Every month one of the world’s leading thinkers presents an essay on a topical issue. A panel of distinguished experts responds, each offering their case before challenging and refining the arguments in an ongoing conversation. Readers are then encouraged to join the dialogue, their contributions pulled together into an easily accessible forum to create a distinct media product.
In the latest installment, “The Private Digital Economy,” scholars explore the concept of money, tackling in particular the question of how private digital money works — and doesn’t. In his lead essay, Jim Harper, director of information policy studies at the Cato Institute, reviews the traits that allow a given class of items to be used for exchange.
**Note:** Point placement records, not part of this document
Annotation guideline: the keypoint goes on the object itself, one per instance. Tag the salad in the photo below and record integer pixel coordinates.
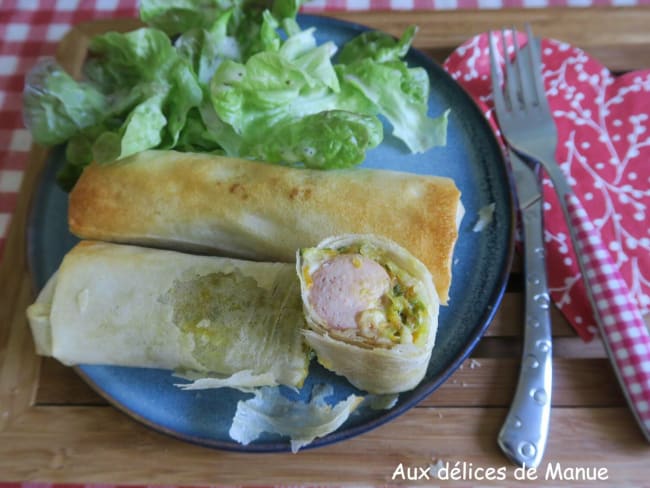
(233, 77)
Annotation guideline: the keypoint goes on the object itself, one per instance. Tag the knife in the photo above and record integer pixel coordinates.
(525, 430)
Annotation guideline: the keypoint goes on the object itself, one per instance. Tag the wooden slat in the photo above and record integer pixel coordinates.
(508, 320)
(74, 443)
(67, 433)
(617, 37)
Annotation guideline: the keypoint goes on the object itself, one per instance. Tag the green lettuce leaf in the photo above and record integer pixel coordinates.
(406, 110)
(56, 107)
(325, 140)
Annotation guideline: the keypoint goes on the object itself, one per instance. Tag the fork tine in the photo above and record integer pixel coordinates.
(535, 60)
(511, 82)
(526, 72)
(495, 71)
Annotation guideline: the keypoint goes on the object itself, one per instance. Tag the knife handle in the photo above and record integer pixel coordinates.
(619, 320)
(525, 430)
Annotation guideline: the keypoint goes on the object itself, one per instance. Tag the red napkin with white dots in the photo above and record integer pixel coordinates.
(603, 148)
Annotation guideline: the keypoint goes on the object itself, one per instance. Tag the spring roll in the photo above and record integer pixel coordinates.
(224, 321)
(372, 311)
(261, 211)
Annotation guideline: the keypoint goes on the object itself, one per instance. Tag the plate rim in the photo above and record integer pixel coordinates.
(417, 394)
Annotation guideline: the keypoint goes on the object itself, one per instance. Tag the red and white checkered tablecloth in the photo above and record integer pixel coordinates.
(30, 29)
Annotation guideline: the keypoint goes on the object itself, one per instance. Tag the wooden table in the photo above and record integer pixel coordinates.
(55, 428)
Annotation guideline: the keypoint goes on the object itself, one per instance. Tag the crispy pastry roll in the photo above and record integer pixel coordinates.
(261, 211)
(371, 309)
(223, 322)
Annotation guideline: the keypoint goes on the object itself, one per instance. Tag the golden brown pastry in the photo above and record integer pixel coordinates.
(262, 211)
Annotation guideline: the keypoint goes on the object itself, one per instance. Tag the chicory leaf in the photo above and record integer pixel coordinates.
(56, 107)
(332, 139)
(141, 131)
(377, 46)
(406, 111)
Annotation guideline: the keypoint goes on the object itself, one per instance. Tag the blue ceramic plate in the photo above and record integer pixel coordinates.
(481, 266)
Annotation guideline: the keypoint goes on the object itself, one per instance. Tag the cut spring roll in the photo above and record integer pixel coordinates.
(235, 322)
(261, 211)
(371, 309)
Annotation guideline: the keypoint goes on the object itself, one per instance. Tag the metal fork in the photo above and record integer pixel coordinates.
(527, 124)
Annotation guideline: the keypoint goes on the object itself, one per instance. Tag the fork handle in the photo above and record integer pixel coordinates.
(622, 328)
(524, 432)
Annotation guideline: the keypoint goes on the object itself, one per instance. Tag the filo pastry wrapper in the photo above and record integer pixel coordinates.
(223, 322)
(371, 309)
(262, 211)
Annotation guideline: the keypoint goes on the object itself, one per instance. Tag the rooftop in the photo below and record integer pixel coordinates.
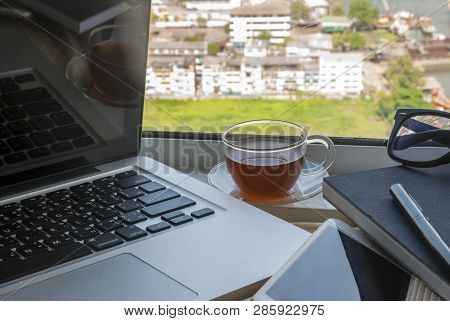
(267, 8)
(201, 45)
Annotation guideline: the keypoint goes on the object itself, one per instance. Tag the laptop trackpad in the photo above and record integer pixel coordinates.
(123, 277)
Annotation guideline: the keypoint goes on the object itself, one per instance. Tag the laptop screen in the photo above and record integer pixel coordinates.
(72, 78)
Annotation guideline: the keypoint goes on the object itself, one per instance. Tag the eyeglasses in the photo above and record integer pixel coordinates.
(420, 138)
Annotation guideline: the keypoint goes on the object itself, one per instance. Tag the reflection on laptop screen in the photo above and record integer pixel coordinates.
(72, 78)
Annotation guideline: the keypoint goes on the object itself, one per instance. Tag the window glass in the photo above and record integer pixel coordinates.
(337, 67)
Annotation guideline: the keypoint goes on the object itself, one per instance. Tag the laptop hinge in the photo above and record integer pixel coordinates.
(44, 176)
What exactly is it that makes money convenient?
According to Harper, money’s basic value is as “a universal lubricant for trade,” and as such the greatly increased use of online “cryptocurrencies” seems inevitable, he argues. “The open question is whether the government and financial services sector will try to hold digital currencies at bay, or whether they will willingly embrace all the benefits of a new era in money,” he concludes.
The experts responding to Harper are Dan Kaminsky, a network security researcher who has advised several Fortune 500 companies; Jerry Brito, a senior research fellow at the Mercatus Center and director of its Technology Policy Program; and Chuck Moulton, associate director of the Center for Financial Privacy and Human Rights.
Over the years, Cato Unbound has featured a lineup of prominent contributors, including James M. Buchanan, the Nobel laureate and founder of the public‐choice school of political economy; Richard H. Thaler, professor of economics and behavioral science at the University of Chicago; and James R. Flynn, a pioneer in the study of IQ. These monthly conversations have received attention from publications like the New York Times, the Washington Post, and The Economist.
An idea can be bound between covers, bound by convention, or bound for the dustbin of history. The ideas of Cato Unbound, we hope, are none of the above.